Туманы и чудовища — страница 46 из 48

Леда не вернулась домой. Лиса и Джарх постоянно о чем-то спорили. А потом песня вернулась.

Тиль часто теперь бродил у пещер – может, в надежде, что однажды оттуда выйдут и Леда, и Буян и они отправятся на маяк, чтобы учить хьясу и чинить нити. И вот он услышал песню, которая пообещала ему кое-что новое.

Не то чтобы он ей поверил, но на этот раз она звала его не к морю. Она звала его наверх.

И каково же было его удивление, когда в доме Дэси, куда Тиль проник через незакрытое окно, он отыскал источник песни. Коробку размером с бабушкин швейный ящик.

Пела она приглушенно – наверняка из-за закрытой крышки. Тиль не стал ее открывать – он ведь не был дураком, спасибо большое. Но он услышал, как стучат по коридору шаги и как старик Дэси разговаривает с кем-то. Услышал и спрятался.

– …оно и к лучшему. Если бы она узнала о том, что механизм у меня…

– Ты говоришь об одной из Штормов! – рявкнул Джарх.

Тиль понял не все, но выяснил главное: это из-за механизма пропала Агата. И все остальные. И может быть, даже Леда… Он перевел взгляд на коробку, которая тихонько звенела. Не потому ли она обещала ему невозможное – потому что могла всех вернуть?

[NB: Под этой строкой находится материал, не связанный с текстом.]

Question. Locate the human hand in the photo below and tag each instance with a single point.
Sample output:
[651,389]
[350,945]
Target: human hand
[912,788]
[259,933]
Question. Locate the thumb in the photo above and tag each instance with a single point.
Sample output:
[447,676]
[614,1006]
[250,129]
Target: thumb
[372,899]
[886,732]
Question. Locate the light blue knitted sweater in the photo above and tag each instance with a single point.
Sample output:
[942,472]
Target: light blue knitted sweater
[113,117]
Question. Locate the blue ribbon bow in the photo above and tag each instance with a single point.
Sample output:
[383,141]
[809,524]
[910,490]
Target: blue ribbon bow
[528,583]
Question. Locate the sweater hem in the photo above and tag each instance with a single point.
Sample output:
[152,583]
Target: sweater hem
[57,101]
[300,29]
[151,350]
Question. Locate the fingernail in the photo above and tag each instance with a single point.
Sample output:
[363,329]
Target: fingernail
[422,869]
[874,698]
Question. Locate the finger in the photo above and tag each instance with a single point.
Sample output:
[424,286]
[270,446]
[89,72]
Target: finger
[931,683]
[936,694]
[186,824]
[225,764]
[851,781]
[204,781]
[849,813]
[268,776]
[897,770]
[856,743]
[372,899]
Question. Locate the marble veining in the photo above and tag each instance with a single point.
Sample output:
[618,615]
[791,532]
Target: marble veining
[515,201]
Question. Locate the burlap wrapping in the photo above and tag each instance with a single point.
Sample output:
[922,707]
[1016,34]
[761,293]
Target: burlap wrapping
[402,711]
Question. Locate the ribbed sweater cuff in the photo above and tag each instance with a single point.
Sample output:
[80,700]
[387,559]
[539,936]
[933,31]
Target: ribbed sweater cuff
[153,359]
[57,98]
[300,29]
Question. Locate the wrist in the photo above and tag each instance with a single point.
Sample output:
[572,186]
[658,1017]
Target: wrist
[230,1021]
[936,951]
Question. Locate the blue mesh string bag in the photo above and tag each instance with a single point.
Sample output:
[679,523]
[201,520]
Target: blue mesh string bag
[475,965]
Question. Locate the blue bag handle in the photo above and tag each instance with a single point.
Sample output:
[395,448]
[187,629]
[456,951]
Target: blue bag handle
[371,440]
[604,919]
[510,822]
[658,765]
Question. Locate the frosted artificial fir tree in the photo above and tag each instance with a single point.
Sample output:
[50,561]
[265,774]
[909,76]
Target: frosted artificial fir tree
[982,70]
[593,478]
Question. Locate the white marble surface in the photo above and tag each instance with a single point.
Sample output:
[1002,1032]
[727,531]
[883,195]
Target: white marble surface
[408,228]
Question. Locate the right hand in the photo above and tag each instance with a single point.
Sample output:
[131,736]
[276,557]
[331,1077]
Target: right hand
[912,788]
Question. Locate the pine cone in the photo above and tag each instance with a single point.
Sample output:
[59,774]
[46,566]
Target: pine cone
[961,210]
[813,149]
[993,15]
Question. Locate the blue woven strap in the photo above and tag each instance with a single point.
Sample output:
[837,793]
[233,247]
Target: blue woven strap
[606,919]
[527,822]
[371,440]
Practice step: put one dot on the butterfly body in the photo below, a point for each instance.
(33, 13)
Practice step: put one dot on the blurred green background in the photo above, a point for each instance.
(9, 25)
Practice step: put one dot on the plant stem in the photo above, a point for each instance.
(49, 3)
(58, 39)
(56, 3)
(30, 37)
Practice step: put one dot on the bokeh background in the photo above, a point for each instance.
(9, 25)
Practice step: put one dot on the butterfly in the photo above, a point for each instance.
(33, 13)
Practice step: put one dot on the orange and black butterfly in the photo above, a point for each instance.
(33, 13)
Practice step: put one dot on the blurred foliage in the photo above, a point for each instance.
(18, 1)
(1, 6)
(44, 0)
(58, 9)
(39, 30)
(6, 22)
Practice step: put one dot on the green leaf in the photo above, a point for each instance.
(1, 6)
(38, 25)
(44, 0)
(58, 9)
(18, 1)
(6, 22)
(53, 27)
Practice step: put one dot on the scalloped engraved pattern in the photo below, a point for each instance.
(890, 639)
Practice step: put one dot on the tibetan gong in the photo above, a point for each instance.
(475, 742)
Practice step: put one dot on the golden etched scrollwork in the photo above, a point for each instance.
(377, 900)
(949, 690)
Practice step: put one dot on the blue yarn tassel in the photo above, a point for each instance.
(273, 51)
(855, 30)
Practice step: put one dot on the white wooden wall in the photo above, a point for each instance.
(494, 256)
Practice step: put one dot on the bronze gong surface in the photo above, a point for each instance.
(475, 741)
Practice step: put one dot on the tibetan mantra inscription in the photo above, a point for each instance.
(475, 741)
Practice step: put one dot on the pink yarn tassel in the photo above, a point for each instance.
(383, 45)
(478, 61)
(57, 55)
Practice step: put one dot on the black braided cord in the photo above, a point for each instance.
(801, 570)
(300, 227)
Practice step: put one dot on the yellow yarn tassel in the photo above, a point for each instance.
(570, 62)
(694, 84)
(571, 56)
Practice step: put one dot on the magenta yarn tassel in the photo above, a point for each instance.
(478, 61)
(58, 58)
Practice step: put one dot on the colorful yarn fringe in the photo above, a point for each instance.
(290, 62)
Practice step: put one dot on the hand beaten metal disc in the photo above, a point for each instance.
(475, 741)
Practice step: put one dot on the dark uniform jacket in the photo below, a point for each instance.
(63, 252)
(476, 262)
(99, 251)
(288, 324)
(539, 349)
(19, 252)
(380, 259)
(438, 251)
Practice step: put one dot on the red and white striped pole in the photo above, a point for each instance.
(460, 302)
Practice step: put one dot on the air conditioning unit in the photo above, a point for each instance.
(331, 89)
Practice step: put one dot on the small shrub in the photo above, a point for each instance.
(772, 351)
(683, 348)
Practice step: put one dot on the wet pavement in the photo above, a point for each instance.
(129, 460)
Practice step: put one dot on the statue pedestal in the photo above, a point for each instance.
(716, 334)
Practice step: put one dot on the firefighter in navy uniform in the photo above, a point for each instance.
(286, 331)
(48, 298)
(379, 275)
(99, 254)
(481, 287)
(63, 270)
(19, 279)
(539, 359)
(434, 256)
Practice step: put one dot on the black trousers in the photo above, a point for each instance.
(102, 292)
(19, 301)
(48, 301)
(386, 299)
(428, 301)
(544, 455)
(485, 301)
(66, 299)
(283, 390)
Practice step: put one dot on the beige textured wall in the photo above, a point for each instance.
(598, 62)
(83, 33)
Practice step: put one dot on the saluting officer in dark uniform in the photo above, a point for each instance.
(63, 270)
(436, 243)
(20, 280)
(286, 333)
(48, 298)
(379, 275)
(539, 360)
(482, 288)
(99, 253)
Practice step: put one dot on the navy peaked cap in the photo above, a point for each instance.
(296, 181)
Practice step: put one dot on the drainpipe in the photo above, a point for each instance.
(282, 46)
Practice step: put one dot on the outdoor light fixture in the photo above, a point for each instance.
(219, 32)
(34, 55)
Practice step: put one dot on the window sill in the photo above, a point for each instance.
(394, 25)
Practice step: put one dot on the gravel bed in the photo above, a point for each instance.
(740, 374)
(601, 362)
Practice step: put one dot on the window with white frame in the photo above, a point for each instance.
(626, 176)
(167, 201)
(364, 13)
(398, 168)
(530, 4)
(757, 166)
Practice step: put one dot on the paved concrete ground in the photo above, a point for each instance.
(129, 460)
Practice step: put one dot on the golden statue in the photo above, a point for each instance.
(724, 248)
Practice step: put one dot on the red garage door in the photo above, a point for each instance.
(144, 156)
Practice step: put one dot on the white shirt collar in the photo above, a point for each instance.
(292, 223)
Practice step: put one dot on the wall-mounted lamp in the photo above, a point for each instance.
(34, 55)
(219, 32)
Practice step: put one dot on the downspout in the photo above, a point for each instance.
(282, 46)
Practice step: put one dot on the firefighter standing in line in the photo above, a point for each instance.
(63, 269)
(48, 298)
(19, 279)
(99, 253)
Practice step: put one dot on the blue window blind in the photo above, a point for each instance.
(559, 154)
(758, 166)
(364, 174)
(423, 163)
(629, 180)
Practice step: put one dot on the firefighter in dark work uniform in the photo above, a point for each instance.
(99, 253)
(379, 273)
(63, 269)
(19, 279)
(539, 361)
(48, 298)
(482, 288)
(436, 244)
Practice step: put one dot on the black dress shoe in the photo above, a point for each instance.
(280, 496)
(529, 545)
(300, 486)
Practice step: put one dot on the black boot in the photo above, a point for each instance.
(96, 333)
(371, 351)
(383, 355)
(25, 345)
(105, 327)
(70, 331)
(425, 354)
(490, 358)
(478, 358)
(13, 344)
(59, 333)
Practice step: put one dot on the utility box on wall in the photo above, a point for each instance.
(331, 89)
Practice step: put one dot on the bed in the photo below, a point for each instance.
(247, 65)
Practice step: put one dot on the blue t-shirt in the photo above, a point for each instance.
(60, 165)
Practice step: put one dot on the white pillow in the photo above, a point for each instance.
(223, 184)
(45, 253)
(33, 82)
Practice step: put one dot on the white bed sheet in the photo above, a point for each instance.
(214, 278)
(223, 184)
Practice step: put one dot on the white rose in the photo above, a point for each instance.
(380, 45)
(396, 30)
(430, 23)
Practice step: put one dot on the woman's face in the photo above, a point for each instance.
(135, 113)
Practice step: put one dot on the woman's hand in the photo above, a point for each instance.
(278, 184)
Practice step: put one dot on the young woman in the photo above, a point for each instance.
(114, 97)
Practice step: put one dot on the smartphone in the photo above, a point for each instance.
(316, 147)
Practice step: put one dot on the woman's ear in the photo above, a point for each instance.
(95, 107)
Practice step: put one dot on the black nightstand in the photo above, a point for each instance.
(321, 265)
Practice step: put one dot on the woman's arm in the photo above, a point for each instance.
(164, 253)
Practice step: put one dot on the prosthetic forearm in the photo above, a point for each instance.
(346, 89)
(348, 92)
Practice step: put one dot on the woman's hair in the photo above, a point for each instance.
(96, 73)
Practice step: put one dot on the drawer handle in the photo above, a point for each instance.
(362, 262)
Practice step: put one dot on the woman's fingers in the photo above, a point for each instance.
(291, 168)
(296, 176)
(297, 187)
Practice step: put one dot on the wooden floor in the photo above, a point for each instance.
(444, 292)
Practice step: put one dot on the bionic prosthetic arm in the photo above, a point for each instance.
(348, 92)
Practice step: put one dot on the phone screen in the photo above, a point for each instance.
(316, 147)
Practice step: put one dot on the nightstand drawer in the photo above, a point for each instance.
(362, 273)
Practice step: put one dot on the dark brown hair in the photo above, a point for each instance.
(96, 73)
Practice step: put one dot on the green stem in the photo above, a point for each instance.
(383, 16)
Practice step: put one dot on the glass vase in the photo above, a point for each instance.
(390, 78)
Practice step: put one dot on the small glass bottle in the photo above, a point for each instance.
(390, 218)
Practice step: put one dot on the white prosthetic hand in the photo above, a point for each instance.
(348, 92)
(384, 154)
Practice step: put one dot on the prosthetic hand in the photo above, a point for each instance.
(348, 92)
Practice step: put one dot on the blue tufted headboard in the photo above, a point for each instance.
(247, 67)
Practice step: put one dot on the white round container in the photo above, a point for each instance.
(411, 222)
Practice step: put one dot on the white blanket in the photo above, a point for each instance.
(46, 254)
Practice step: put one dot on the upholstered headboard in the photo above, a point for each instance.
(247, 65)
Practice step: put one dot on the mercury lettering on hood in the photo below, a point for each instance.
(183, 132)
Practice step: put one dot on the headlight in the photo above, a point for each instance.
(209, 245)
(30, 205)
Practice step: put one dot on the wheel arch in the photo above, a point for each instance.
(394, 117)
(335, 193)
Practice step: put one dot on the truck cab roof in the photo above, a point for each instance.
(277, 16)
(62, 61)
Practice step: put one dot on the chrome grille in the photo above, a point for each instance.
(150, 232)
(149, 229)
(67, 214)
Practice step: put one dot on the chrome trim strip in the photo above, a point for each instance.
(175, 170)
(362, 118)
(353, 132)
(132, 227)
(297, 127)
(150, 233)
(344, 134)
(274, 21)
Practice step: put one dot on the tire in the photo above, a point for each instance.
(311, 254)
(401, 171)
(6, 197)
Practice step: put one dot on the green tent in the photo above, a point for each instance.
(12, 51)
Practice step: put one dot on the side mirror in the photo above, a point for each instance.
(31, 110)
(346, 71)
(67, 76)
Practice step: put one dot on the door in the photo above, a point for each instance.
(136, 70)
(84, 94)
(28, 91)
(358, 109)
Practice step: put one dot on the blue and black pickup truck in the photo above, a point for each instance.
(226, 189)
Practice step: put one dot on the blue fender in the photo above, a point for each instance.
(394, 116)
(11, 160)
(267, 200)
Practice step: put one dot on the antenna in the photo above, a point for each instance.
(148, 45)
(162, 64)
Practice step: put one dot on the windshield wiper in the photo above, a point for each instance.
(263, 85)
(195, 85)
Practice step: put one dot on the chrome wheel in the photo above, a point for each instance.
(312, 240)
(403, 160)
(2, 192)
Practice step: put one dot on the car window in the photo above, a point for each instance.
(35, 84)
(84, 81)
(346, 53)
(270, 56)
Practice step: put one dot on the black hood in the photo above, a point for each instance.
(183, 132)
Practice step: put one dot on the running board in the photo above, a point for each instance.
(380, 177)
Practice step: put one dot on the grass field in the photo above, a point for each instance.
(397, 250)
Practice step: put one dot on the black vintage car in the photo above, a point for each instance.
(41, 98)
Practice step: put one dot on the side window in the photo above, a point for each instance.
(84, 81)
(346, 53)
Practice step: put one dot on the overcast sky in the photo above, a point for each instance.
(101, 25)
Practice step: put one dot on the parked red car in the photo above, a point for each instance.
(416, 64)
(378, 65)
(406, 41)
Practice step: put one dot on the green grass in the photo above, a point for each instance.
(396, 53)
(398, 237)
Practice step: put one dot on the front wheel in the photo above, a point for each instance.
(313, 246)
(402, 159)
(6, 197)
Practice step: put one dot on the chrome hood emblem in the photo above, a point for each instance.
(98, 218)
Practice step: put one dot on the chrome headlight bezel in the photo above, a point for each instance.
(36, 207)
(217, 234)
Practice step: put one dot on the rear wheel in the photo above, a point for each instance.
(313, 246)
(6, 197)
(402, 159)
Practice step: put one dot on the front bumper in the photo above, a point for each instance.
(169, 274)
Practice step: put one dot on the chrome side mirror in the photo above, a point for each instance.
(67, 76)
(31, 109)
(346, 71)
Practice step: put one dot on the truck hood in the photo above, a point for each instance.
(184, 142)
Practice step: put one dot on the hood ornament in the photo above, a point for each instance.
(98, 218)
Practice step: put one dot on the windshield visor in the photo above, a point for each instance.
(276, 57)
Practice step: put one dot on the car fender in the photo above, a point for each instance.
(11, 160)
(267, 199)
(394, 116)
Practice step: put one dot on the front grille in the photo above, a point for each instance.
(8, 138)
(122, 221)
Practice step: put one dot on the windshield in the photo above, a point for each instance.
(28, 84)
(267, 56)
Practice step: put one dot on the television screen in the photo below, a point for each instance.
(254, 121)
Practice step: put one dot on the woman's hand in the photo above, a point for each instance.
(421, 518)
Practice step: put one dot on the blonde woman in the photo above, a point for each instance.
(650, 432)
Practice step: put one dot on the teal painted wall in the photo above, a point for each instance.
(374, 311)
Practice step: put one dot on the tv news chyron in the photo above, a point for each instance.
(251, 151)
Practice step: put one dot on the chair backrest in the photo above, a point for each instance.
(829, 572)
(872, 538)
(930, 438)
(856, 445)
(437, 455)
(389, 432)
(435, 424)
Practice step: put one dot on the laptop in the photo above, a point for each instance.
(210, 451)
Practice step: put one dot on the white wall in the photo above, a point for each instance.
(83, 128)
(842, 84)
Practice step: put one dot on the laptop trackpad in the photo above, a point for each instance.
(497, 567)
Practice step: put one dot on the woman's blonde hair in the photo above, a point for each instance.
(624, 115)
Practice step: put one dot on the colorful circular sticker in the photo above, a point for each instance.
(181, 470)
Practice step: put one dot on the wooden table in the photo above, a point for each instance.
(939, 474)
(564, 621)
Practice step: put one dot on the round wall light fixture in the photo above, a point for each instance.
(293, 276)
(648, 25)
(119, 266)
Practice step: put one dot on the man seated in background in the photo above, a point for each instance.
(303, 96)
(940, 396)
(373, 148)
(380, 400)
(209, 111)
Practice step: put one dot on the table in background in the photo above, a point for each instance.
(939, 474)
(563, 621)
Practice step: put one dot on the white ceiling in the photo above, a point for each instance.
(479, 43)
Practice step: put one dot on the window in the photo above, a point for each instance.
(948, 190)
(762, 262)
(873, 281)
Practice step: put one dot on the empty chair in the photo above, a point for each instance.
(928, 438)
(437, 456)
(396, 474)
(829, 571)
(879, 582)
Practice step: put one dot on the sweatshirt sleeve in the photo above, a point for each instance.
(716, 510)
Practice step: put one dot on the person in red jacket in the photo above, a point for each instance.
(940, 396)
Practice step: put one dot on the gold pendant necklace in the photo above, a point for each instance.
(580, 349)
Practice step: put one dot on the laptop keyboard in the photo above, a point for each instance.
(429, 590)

Тиль бежал так быстро, как только мог, – герой, который все-таки спасет всю Инезаводь. Он бежал, зажав коробку в руках, – мимо дома Астарада, мимо поворота, ведущего к храму Ткачей, и мимо недостроенного моста, и вслед ему неслись крики Джарха и стариковские вопли Дэси.

Когда он выбежал на площадь с безликой статуей, механизм в его руках зашипел, а Тилю обожгло ладони.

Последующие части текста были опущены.